Twin City Toucans FC
- Full name: Twin City Toucans Football Club
- Founded: February 16, 2017; 9 years ago
- Stadium: Edible Field, Bryan, Texas
- Capacity: 6,000
- Owner(s): Uri Geva and Chris Clark
- Head Coach: Steo Cummins
- League: USL League Two
- 2024: 3rd, Lone Star Division Playoffs: DNQ
- Website: tctoucansfc.com
| Home colors | Away colors |

= Twin City Toucans FC =

Twin City Toucans Football Club is an American soccer team based in Bryan, Texas, United States. Founded in 2017, the team plays in USL League Two, the fourth tier of the American Soccer Pyramid.

The team plays its home games at Edible Field, home to the Brazos Valley Bombers of the Texas Collegiate League. The team's colors are black, red, and white.

The team serves as a hybrid affiliate of the Houston Dynamo of Major League Soccer. The hybrid affiliation, a first for the PDL, means that the Dynamo will be responsible for the soccer operations of the club, selecting players and coaching staff. The ownership group, Clutch Entertainment, will be responsible for operations and day-to-day management of the club.

==History==

===Brazos County Cavalry F.C. (2017-2022)===

====Formation & 2017 Season====

In January 2017, the Houston Dynamo announced their official affiliation with a brand new Premier Development League (PDL) team that would start play in summer in College Station/Bryan, Texas. They would be owned by the Clutch Entertainment Group who already owned summer collegiate baseball team, Brazos Valley Bombers.

In February 2017, the club name - Brazos Valley Cavalry F.C. - was announced as the result of an online vote. The team's crest and colors were also announced with the crest having two stars representing the two largest communities in the Brazos Valley “Bryan” & “College Station."

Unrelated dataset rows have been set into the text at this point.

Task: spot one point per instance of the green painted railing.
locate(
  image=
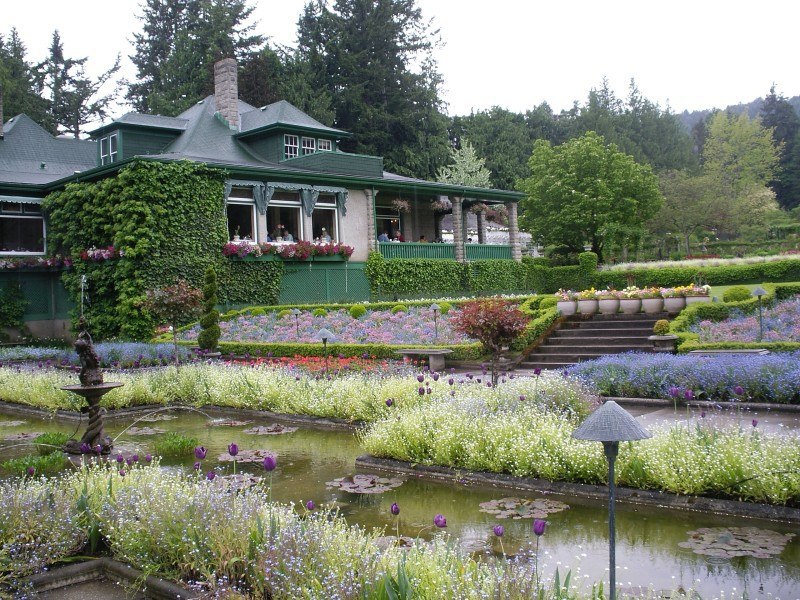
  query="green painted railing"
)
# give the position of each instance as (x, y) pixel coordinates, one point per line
(415, 250)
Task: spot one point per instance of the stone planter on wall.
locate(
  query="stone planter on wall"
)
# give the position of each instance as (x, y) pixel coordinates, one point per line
(566, 307)
(630, 306)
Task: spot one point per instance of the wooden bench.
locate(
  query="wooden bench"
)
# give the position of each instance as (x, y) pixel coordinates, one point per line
(756, 351)
(435, 356)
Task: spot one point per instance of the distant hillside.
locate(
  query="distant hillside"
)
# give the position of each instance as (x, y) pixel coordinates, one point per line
(688, 119)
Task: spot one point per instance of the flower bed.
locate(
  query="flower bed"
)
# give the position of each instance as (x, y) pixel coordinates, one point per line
(781, 323)
(770, 378)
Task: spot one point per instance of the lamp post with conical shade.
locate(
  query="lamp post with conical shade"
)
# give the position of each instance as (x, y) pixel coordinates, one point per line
(611, 424)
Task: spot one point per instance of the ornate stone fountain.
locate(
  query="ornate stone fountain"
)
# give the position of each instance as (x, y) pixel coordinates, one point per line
(92, 388)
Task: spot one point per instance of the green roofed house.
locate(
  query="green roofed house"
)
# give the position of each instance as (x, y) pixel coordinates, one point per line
(284, 179)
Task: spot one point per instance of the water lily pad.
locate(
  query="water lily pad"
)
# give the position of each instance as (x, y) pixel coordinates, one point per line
(158, 417)
(274, 429)
(237, 482)
(365, 484)
(227, 423)
(16, 437)
(256, 456)
(144, 430)
(728, 542)
(522, 508)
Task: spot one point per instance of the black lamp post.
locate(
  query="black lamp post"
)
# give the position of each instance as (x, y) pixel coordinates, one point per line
(296, 313)
(325, 336)
(611, 424)
(435, 308)
(758, 293)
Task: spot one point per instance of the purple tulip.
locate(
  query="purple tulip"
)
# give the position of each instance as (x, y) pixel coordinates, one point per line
(538, 526)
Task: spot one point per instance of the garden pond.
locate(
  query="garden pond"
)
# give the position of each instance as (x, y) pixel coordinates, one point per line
(718, 556)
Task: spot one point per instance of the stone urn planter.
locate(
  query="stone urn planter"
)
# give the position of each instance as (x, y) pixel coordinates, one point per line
(608, 306)
(664, 343)
(674, 305)
(630, 306)
(653, 305)
(697, 299)
(587, 307)
(566, 307)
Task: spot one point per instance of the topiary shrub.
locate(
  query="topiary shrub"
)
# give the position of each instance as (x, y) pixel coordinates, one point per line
(357, 310)
(209, 321)
(661, 327)
(737, 293)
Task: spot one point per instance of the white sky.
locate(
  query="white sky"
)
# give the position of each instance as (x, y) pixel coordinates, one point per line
(516, 53)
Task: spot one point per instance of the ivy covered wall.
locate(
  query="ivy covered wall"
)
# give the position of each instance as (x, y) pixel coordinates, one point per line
(167, 220)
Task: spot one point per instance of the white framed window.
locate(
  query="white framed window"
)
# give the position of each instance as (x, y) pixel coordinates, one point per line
(290, 146)
(284, 217)
(22, 229)
(108, 149)
(309, 145)
(241, 212)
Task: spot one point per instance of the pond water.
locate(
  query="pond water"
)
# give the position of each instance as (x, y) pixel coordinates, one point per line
(648, 550)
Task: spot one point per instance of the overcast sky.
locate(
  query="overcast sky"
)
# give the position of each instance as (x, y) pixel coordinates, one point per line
(517, 53)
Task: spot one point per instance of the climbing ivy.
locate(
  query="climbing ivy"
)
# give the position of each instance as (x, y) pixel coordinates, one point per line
(168, 222)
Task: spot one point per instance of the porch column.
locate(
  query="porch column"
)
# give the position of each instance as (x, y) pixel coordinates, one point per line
(513, 231)
(458, 228)
(372, 238)
(481, 227)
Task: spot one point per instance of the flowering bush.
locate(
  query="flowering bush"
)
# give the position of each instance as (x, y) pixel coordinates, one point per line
(781, 323)
(101, 254)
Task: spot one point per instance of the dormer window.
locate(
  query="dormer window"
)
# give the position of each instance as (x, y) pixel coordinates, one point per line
(108, 149)
(291, 145)
(309, 145)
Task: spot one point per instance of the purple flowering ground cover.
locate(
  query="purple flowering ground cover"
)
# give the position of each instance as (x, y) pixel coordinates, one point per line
(781, 324)
(375, 327)
(769, 378)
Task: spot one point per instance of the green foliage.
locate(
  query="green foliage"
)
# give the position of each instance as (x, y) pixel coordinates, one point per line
(50, 442)
(48, 464)
(357, 310)
(168, 221)
(175, 445)
(661, 327)
(585, 190)
(737, 293)
(12, 306)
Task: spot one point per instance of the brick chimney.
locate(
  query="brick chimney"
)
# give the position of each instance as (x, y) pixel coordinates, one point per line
(226, 91)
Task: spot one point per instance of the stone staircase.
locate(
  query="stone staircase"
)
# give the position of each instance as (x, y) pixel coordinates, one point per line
(582, 338)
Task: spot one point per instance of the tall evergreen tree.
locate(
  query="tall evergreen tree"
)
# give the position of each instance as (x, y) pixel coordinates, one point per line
(18, 83)
(178, 46)
(361, 52)
(74, 97)
(779, 115)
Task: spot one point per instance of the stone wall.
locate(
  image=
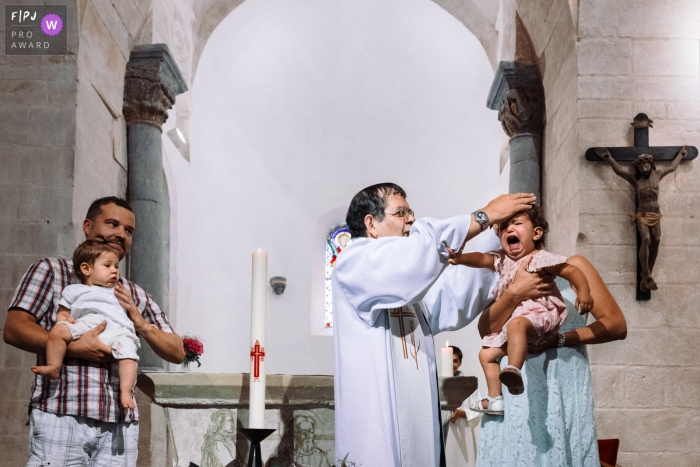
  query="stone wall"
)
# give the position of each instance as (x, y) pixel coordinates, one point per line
(37, 133)
(550, 28)
(62, 145)
(642, 56)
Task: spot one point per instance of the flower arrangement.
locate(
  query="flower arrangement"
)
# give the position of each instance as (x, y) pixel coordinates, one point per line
(193, 349)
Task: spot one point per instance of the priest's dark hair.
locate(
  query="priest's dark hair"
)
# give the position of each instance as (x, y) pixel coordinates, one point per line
(457, 351)
(95, 208)
(371, 200)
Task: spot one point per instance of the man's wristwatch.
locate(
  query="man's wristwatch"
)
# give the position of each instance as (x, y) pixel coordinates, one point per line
(482, 218)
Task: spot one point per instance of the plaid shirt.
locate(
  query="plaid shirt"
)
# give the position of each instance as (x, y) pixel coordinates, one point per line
(84, 389)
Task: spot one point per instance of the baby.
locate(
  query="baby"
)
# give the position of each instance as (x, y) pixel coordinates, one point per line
(522, 236)
(84, 306)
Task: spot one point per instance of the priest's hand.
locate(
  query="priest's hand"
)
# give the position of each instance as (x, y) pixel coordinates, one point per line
(506, 206)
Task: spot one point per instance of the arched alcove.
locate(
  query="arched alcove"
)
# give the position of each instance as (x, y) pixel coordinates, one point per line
(295, 107)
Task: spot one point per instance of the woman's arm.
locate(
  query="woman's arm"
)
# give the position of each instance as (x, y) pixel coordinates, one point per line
(576, 277)
(610, 324)
(525, 286)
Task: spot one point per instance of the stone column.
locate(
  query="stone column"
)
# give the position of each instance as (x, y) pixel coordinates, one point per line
(151, 84)
(518, 95)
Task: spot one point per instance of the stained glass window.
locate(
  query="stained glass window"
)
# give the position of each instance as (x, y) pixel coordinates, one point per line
(337, 239)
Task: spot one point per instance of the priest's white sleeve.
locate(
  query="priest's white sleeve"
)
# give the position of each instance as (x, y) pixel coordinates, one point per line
(390, 272)
(461, 293)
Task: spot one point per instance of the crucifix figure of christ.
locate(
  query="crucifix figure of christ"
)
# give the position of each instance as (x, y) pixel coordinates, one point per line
(402, 313)
(257, 354)
(645, 179)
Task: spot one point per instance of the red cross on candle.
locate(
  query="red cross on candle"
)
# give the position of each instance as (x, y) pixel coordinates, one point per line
(257, 354)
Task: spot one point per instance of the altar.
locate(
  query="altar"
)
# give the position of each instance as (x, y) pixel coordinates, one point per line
(204, 412)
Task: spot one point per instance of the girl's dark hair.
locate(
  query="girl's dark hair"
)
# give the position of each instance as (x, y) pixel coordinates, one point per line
(371, 200)
(536, 216)
(88, 252)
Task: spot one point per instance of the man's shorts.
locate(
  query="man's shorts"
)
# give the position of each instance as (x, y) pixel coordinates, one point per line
(68, 441)
(122, 340)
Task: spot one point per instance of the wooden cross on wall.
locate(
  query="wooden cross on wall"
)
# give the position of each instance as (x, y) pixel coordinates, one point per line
(648, 215)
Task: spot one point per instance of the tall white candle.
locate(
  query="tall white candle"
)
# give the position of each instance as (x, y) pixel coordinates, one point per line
(258, 310)
(446, 360)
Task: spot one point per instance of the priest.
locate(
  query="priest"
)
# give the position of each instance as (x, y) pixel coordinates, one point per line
(392, 290)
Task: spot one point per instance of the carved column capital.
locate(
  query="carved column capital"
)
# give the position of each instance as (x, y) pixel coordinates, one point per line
(518, 95)
(151, 83)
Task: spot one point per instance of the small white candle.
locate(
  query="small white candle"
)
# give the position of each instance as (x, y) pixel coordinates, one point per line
(446, 360)
(258, 311)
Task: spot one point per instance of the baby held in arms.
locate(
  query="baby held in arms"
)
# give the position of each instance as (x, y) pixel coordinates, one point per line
(521, 237)
(84, 306)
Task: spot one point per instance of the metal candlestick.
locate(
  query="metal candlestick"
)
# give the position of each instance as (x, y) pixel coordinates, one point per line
(256, 436)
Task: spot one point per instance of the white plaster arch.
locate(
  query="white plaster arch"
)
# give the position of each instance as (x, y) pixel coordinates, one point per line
(479, 16)
(443, 146)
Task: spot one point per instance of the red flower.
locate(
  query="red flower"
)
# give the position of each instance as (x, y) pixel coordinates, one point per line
(193, 349)
(192, 344)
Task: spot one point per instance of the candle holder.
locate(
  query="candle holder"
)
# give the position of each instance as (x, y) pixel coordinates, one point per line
(256, 436)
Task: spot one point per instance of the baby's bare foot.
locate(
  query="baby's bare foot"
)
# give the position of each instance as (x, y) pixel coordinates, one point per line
(51, 371)
(127, 400)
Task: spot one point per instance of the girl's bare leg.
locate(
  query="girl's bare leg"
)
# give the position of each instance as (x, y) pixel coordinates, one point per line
(127, 377)
(488, 357)
(520, 330)
(59, 337)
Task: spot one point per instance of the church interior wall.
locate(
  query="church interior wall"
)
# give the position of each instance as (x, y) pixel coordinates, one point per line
(643, 57)
(36, 182)
(264, 140)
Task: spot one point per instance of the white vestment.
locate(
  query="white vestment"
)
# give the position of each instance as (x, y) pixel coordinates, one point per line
(390, 295)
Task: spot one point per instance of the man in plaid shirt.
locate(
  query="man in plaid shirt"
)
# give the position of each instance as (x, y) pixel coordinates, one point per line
(77, 420)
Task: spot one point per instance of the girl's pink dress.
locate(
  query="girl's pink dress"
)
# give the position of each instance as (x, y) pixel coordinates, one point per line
(546, 313)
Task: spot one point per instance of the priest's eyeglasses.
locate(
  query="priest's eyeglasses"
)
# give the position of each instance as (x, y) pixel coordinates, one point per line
(403, 213)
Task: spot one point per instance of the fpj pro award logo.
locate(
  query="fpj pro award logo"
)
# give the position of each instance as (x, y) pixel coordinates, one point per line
(36, 30)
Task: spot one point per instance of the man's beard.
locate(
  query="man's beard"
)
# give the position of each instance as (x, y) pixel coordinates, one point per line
(109, 241)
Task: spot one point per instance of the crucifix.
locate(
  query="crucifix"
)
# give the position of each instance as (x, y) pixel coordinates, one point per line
(402, 313)
(645, 179)
(257, 354)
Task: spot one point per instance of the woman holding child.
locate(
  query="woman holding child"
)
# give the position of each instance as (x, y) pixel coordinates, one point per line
(552, 422)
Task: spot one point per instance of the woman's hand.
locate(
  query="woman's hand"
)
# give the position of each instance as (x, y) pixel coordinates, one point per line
(551, 340)
(530, 285)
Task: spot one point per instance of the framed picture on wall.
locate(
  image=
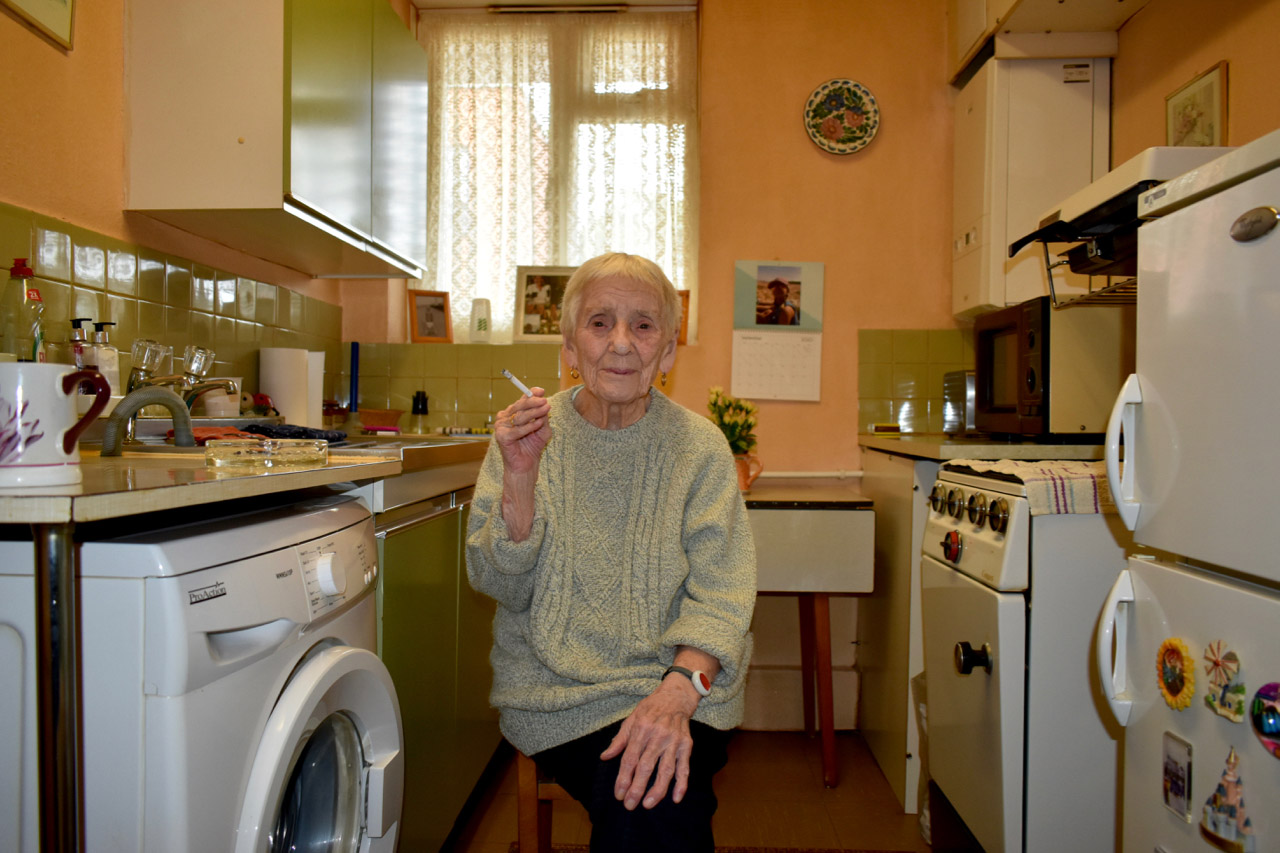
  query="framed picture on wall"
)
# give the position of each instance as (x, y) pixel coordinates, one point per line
(1196, 113)
(539, 291)
(429, 316)
(50, 17)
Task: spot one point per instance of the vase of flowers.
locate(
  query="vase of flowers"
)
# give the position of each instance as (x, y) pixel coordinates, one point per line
(736, 420)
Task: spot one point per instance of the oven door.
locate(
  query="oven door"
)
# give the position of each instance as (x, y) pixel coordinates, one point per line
(976, 716)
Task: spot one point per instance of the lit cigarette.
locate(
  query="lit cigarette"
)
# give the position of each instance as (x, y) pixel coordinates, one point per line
(522, 387)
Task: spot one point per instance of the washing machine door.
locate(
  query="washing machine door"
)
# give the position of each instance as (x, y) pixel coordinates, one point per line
(329, 771)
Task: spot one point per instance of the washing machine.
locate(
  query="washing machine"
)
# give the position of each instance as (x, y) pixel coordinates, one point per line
(232, 696)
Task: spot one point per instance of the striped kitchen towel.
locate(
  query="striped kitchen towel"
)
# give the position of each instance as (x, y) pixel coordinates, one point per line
(1054, 487)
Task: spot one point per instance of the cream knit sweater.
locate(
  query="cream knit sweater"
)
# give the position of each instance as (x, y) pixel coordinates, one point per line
(640, 543)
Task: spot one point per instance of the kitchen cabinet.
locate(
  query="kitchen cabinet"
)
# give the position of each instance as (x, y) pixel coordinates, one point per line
(1028, 133)
(435, 633)
(289, 129)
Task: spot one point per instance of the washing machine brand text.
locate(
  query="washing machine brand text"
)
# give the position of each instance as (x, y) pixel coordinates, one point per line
(205, 593)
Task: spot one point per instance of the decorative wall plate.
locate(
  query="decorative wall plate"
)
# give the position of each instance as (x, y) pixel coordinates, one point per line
(841, 117)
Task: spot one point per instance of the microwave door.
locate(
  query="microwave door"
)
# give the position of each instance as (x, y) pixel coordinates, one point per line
(1203, 443)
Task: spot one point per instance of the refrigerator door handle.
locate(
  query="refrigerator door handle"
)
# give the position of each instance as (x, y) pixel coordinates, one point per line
(1121, 423)
(1114, 673)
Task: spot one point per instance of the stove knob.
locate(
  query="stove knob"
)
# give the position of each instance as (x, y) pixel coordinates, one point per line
(968, 657)
(997, 515)
(978, 509)
(951, 546)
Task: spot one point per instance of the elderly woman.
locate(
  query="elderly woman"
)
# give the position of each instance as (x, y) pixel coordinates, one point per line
(608, 525)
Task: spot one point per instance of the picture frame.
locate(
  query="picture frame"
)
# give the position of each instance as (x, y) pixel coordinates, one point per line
(1196, 113)
(53, 18)
(539, 291)
(429, 319)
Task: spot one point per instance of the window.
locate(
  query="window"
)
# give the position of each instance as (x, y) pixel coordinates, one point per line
(554, 137)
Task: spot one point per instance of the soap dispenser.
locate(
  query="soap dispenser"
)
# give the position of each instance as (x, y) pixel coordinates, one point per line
(417, 416)
(108, 356)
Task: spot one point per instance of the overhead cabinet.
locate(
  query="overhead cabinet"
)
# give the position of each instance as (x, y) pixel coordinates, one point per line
(291, 129)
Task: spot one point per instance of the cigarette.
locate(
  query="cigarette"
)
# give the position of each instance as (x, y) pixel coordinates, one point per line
(522, 387)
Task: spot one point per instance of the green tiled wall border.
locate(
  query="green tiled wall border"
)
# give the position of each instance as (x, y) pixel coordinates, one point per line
(169, 299)
(900, 375)
(464, 382)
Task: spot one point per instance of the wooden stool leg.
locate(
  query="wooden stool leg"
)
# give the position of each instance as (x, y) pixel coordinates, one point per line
(807, 658)
(826, 696)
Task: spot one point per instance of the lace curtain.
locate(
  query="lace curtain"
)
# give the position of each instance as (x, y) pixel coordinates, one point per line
(554, 137)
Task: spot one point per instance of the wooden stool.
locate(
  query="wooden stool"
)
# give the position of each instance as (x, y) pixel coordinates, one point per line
(534, 797)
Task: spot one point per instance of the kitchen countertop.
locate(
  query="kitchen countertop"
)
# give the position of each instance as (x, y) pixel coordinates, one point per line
(940, 447)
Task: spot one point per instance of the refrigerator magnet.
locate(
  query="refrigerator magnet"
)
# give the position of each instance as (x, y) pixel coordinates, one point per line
(1225, 694)
(1225, 822)
(1265, 716)
(1178, 776)
(1175, 669)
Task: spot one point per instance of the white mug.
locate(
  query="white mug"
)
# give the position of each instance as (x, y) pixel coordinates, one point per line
(39, 423)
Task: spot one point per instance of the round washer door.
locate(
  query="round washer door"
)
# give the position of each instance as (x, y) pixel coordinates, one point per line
(329, 771)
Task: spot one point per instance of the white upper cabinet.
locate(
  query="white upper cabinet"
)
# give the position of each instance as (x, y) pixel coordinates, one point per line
(289, 129)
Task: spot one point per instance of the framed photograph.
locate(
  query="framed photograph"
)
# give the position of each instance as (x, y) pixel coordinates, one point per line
(50, 17)
(429, 316)
(1196, 114)
(539, 291)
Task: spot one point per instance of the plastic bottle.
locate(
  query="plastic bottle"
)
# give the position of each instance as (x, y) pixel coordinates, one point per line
(108, 356)
(23, 332)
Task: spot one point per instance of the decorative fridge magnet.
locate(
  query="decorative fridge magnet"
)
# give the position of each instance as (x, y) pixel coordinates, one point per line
(1225, 692)
(1175, 669)
(841, 117)
(1226, 822)
(1265, 715)
(1178, 776)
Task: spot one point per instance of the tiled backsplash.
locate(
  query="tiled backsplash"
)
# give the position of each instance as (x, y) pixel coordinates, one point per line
(900, 375)
(464, 382)
(170, 300)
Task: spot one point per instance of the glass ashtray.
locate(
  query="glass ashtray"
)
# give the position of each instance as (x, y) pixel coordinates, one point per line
(266, 454)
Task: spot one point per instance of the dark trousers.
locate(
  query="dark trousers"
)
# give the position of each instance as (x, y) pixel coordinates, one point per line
(670, 828)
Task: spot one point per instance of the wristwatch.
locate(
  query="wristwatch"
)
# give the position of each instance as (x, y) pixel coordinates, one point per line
(702, 683)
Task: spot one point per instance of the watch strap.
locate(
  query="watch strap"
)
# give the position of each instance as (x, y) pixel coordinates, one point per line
(698, 678)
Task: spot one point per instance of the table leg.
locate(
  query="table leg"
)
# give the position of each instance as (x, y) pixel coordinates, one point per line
(58, 696)
(826, 696)
(807, 661)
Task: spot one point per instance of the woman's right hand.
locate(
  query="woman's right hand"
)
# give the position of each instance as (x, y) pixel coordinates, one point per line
(522, 432)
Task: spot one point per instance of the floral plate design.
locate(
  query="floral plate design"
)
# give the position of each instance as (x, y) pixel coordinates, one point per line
(841, 117)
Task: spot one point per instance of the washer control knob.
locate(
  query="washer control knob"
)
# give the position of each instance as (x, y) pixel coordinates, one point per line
(938, 497)
(997, 515)
(951, 546)
(977, 509)
(332, 579)
(969, 658)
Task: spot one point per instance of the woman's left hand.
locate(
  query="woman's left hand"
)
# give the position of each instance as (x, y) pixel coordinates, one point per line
(654, 742)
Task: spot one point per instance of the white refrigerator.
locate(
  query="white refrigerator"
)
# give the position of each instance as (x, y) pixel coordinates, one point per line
(1188, 647)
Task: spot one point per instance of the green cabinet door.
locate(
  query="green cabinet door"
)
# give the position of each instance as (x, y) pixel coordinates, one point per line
(329, 106)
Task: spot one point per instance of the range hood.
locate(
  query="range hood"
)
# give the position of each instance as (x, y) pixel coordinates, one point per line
(1102, 219)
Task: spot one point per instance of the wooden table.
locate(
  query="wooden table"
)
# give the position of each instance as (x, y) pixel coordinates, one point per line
(813, 539)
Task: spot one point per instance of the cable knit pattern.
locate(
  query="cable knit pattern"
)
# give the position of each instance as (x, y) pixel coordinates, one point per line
(640, 543)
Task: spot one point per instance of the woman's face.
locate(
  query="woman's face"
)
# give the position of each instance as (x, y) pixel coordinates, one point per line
(618, 343)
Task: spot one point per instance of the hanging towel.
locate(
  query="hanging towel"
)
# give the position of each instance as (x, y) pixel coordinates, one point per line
(1055, 487)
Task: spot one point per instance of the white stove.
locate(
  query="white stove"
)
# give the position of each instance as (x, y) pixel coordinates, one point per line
(1016, 739)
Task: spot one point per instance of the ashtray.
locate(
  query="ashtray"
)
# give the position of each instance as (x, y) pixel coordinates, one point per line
(266, 454)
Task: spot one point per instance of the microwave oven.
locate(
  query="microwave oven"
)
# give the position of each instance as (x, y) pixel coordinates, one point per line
(1051, 372)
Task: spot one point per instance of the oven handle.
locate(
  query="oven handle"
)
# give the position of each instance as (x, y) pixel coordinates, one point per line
(1114, 626)
(1121, 423)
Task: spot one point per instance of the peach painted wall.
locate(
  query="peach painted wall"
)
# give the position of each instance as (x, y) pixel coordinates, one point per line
(1171, 41)
(877, 219)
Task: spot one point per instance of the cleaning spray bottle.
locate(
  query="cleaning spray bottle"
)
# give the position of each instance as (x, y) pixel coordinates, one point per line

On January 16, 2017, James Clarkson was announced as the manager and head coach for the inaugural season. Clarkson had been with the Houston Dynamo for 10 years as the Academy Director and oversaw the creation and development of that program.

====2018 Season====

James Clarkson returned for the 2018 season as Manager, supported by Assistant Coach Daniel Roberts.

====2019 Season====

In February 2019, Kenny Bundy was announced as the new Head Coach for the 2019 season.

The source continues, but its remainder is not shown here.